Soldier & Plumber
Born on 25 May 1885 at 25 Havelock Street, St. Kilda the son of Irish born Michael O’Keefe, diary proprietor and Catherine née Keleher. Enlisting for active overseas service on 29 August 1915, just three days before embarkation on the Wandilla with the rank of sergeant with the 10th Field Ambulance (No. 12367), he married Rose née Fisher (d 1942) on 3 June.
The unit at the time was part of the newly formed 3rd Division under the command of Major-General John Monash (q.v.) and O’Keeffe arrived in England where he undertook training at Salisbury Plain; his first engagement was in the meticulously planned Battle of Messines on 6-12 June 1917. In this battle, he was awarded the Distinguished Conduct Medal when under heavy fire he ensured both the clearing of casualties from the regimental aid-post to the safety of the advanced dressing stations; and with skill and coolness organised and directed stretcher-bearers to the rear, sometimes moving the wounded on a trolley drawn by a mule. Likewise at Ypres in October, O’Keeffe was awarded a Bar to his DCM, when in charge of stretcher-bearers at a forward post, a number of men were wounded and with total disregard to his safety under heavy shell-fire helped carry them in. It was largely due to O’Keeffe’s action that he was able to rally his men despite the unit having to endure the horrors of working in unbearable conditions of mud with little rest or sleep that were characteristic of the campaign. It has often been said that the lot of the stretcher-bearer was one of the most dangerous tasks of the soldier, the life-span so short that death or the suffering of a wound was inevitable; remarkably, there is no indication that O’Keeffe was wounded during his eighteen months of front-line service. Promoted just before the Armistice on 8 November 1918 to warrant officer class 1, that year, his commanding officer said of O’Keeffe;
“this NCO is a very good, reliable and practical man with good education. He possesses a soldierly manner and exerts excellent influence and control over the men of this unit…”.

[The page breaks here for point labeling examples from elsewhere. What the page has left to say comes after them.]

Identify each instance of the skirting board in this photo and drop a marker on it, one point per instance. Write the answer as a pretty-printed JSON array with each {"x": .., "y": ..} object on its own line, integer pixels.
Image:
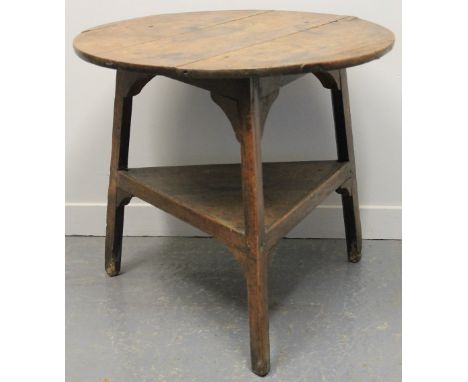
[{"x": 378, "y": 222}]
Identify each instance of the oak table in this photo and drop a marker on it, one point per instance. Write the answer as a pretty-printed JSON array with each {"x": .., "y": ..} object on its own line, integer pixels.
[{"x": 242, "y": 58}]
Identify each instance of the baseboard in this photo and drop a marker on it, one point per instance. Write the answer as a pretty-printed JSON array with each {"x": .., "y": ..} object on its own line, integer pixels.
[{"x": 378, "y": 222}]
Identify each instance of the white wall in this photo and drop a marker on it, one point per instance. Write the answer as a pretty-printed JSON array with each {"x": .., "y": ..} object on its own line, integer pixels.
[{"x": 177, "y": 124}]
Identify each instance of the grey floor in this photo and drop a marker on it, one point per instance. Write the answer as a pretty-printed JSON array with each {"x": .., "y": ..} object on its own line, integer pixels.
[{"x": 178, "y": 312}]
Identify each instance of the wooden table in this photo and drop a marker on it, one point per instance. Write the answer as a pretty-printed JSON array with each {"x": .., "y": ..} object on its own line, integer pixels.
[{"x": 242, "y": 58}]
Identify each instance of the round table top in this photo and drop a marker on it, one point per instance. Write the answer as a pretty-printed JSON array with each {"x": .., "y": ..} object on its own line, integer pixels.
[{"x": 224, "y": 44}]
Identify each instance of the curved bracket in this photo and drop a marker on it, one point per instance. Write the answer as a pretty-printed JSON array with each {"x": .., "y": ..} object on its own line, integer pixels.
[
  {"x": 329, "y": 80},
  {"x": 234, "y": 107},
  {"x": 130, "y": 84}
]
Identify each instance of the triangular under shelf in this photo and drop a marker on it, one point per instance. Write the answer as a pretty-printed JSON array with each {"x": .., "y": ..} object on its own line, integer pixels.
[{"x": 210, "y": 196}]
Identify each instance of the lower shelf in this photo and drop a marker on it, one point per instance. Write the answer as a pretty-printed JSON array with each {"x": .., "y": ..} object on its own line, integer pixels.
[{"x": 210, "y": 196}]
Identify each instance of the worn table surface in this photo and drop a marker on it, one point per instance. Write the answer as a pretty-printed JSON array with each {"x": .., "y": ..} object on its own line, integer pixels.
[{"x": 234, "y": 43}]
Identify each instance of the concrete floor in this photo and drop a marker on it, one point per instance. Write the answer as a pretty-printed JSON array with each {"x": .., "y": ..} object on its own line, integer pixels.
[{"x": 178, "y": 312}]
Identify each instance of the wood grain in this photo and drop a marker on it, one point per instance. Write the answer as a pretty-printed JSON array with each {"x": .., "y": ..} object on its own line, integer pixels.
[{"x": 233, "y": 44}]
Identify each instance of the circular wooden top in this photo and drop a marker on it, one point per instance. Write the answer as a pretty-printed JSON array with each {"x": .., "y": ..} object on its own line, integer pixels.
[{"x": 234, "y": 43}]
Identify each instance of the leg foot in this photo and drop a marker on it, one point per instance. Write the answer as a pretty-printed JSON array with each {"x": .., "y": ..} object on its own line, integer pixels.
[
  {"x": 349, "y": 198},
  {"x": 114, "y": 230},
  {"x": 257, "y": 291}
]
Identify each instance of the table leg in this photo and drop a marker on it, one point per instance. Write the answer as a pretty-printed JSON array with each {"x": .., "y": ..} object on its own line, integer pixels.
[
  {"x": 344, "y": 143},
  {"x": 128, "y": 84},
  {"x": 247, "y": 112}
]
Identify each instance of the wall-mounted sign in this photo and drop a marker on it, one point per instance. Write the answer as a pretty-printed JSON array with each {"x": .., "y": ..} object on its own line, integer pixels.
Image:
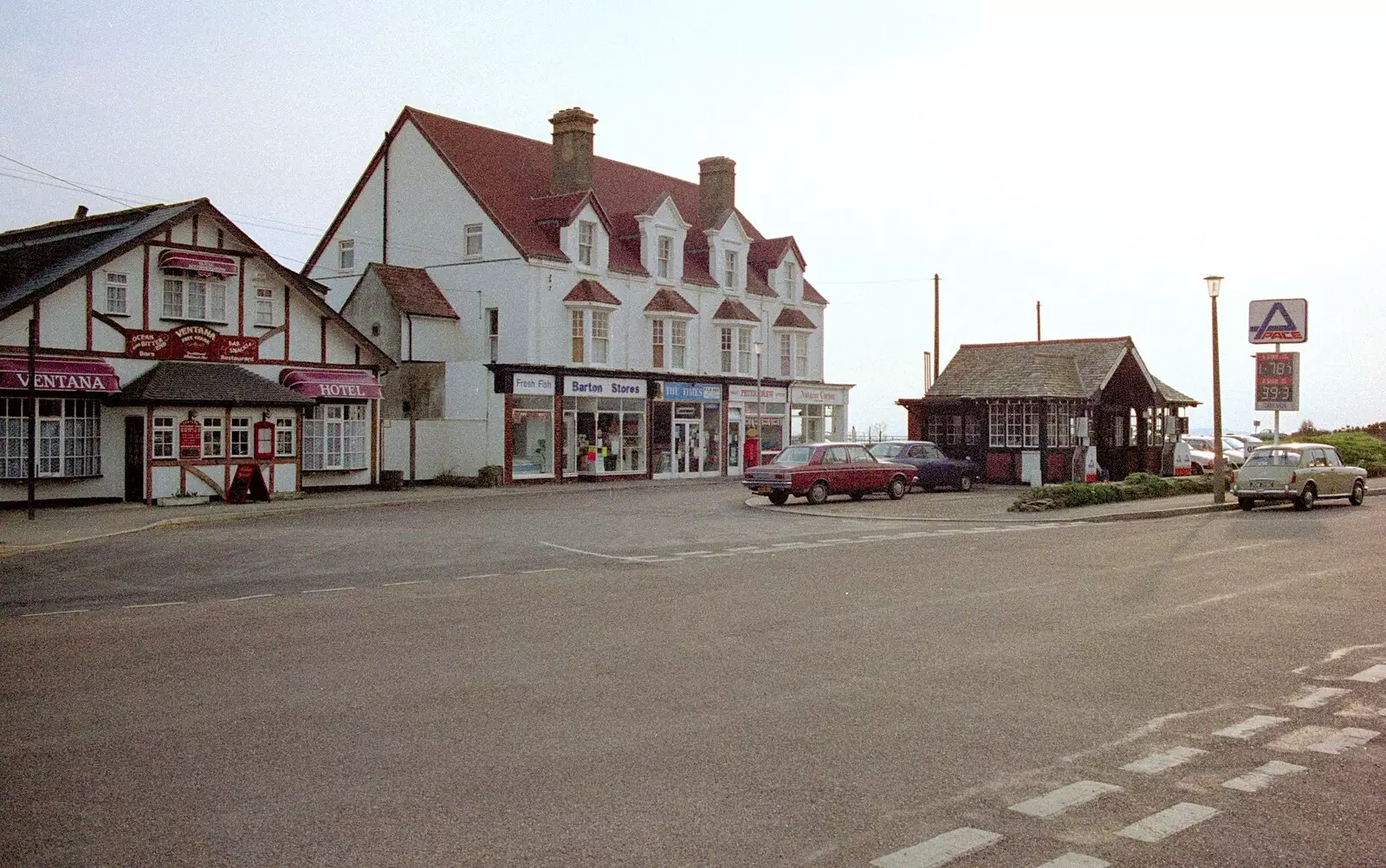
[
  {"x": 748, "y": 392},
  {"x": 191, "y": 438},
  {"x": 688, "y": 392},
  {"x": 191, "y": 341},
  {"x": 603, "y": 387},
  {"x": 1277, "y": 381},
  {"x": 817, "y": 394},
  {"x": 533, "y": 385},
  {"x": 1279, "y": 321}
]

After returning to Australia in June 1919, O’Keeffe continued his civilian life as a plumber and faded into the immortality of being one of only 29 recipients of two DCMs from the AIF during the Great War. Residing at 8 Merriwoola Street, East St. Kilda, he died at the Repatriation General Hospital, Heidelberg on 2 September 1964.
ADB Volume 11 1891-1939 (Nes-Smi).
Grant, I., “A Dictionary of Australian Military History” (1992).
AWM “Biographical Cards for the Official History 1914-18”, AWM140.